For the last year I have been a slave, as they say, to arthritis. I can't play Chopin or Joplin anymore, my fingers won't stretch that far. I can't run round the park because my trainers feel like horse shoes. Only my family and close friends know of my suffering for I am not one to complain. Nor do I believe in burdening others with my problems - unless, of course, they say how are you when I tell them in some detail about my condition.
To cut a long story short, I've tried everything - drugs, exercise, acupuncture, cod liver oil, prayer - no dice. It was my piano teacher who suggested that I might be allergic to something. She's so clever. She found me a whole bunch of tight-fisted Mozart sonatas to play instead of my usual repertoire of waltzes and rags and I'm struggling on. Anyway, she told me about this marvellous allergy-testing clinic in Putney where all you do is eat nothing for 24 hours then go first thing in the morning without even cleaning your teeth so that there's no trace, even of toothpaste, in your system. I balked a little at the prospect of boarding a Number 22 bus with unbrushed teeth, but needs must and I telephoned for an appointment.
"Good as New," said the woman at the other end. "Is this the allergy clinic?" I said. "No, it's a second-hand designer dress exchange," she replied. "The clinic's moved to Purley, but I'll give you the number." From where we live, Putney is a doddle; Purley is a schlepp. The good news was that I could clean my teeth. "We at the One Earth clinic prefer to test synogenistically with essential oils," explained Kadisha the Purley allergist, a dark, handsome woman swathed in fringed shawls, beads and gangling bracelets. Her cell-like room at the back of a health shop looked less like a clinic than a fairground booth where you might get your fortune told. Still, her manner was professional.
She strapped an electrode on to my left wrist, plugged the other end into what looked like a gas meter on the desk, opened a box containing 300 small glass phials and began. Inside each glass phial was the essential oil of a food substance which, via the electrode and the gas meter, registered a score between 1 and 10 on a small screen. One signified a void, 10 meant okay, five indicated caution. For the record, I must eschew milk, wheat, ketchup, chocolate, cloves, red meat and red wine. I should go easy on eel, pineapple and pickled onion and everything else I can pig out on including monosodium glutamates, soya cheese and quark, whatever that is. If I suddenly get the urge to eat rump steak, said Kadisha pocketing the pounds 50 cheque I'd just given her for her services, the poison would be counter-balanced by a solution of honey, cider vinegar and molasses.

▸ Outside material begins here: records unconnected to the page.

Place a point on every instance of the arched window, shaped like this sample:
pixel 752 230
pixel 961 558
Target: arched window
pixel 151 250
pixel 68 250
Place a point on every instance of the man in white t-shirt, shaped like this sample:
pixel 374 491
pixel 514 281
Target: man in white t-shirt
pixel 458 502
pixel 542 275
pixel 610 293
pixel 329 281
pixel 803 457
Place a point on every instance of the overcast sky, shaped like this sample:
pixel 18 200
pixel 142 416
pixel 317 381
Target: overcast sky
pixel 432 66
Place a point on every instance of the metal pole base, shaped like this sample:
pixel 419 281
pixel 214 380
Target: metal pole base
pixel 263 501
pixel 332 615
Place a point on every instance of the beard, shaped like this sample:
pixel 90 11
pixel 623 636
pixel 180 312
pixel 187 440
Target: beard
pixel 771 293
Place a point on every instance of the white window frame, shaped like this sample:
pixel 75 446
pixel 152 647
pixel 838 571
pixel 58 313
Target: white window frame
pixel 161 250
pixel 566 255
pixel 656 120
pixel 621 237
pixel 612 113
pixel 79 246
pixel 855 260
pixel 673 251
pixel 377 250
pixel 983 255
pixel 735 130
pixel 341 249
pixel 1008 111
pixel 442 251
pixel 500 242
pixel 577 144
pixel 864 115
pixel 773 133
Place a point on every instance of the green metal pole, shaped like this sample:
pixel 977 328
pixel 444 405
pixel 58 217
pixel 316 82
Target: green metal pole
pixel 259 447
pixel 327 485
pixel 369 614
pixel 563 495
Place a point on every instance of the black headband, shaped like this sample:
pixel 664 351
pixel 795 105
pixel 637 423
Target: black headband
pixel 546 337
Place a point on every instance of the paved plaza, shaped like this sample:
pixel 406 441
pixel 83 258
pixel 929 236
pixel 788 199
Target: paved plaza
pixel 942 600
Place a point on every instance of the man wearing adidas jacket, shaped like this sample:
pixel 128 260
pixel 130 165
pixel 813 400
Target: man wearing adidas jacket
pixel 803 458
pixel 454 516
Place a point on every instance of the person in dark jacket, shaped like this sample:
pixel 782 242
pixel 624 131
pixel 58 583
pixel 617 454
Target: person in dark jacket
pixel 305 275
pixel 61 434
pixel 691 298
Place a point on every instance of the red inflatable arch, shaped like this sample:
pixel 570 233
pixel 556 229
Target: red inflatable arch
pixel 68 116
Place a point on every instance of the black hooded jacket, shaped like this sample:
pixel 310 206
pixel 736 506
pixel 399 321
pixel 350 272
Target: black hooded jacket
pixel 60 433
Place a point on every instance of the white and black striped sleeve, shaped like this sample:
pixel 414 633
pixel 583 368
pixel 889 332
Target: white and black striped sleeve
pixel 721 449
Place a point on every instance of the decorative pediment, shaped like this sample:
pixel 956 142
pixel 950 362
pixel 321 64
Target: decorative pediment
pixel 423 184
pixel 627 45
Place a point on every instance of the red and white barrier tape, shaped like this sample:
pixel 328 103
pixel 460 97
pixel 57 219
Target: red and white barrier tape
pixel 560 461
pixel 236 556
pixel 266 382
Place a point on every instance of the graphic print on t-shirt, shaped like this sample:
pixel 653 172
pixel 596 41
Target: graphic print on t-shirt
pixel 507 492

She then wrote a long list of recommended health foods to which I was not allergic. All of them, surprisingly, were available in the shop at the front. They included Mrs Lepper's gluten-free millet pasta, Mrs Krimble's fat-free Dutch fruit cake, a nasty-sounding soya ice-cream called Dreem Kreem which, said Kadisha smacking her lips, was absolutely delicious and, of course, the famous cherry-flavoured chicken sternum cartilage to oil my joints.
Enough said. I bought everything on the list, including a home-made flap jack the size of a gym shoe. I ate it on Purley station waiting for the train. There was something curiously acrid about the taste and, come to think of it, the smell of that flap jack. Maybe it was a gym shoe. The man on the bench beside me looked at it hard, looked at me hard, then got up and moved to the other end of the platform. In the end I gave up the struggle and dropped it in the nearest bin where it lay on top of the sweep wrappers, heavy, inert and malodorous like a dead ferret. I promise you, compared to the chicken sternum cartilage that flap jack was fois gras and strawberries. "If I were you, I'd stick to asprins and cod liver oil for your arthritis," advised my doctor friend finishing his coffee. Maybe he's right - doctors sometimes are.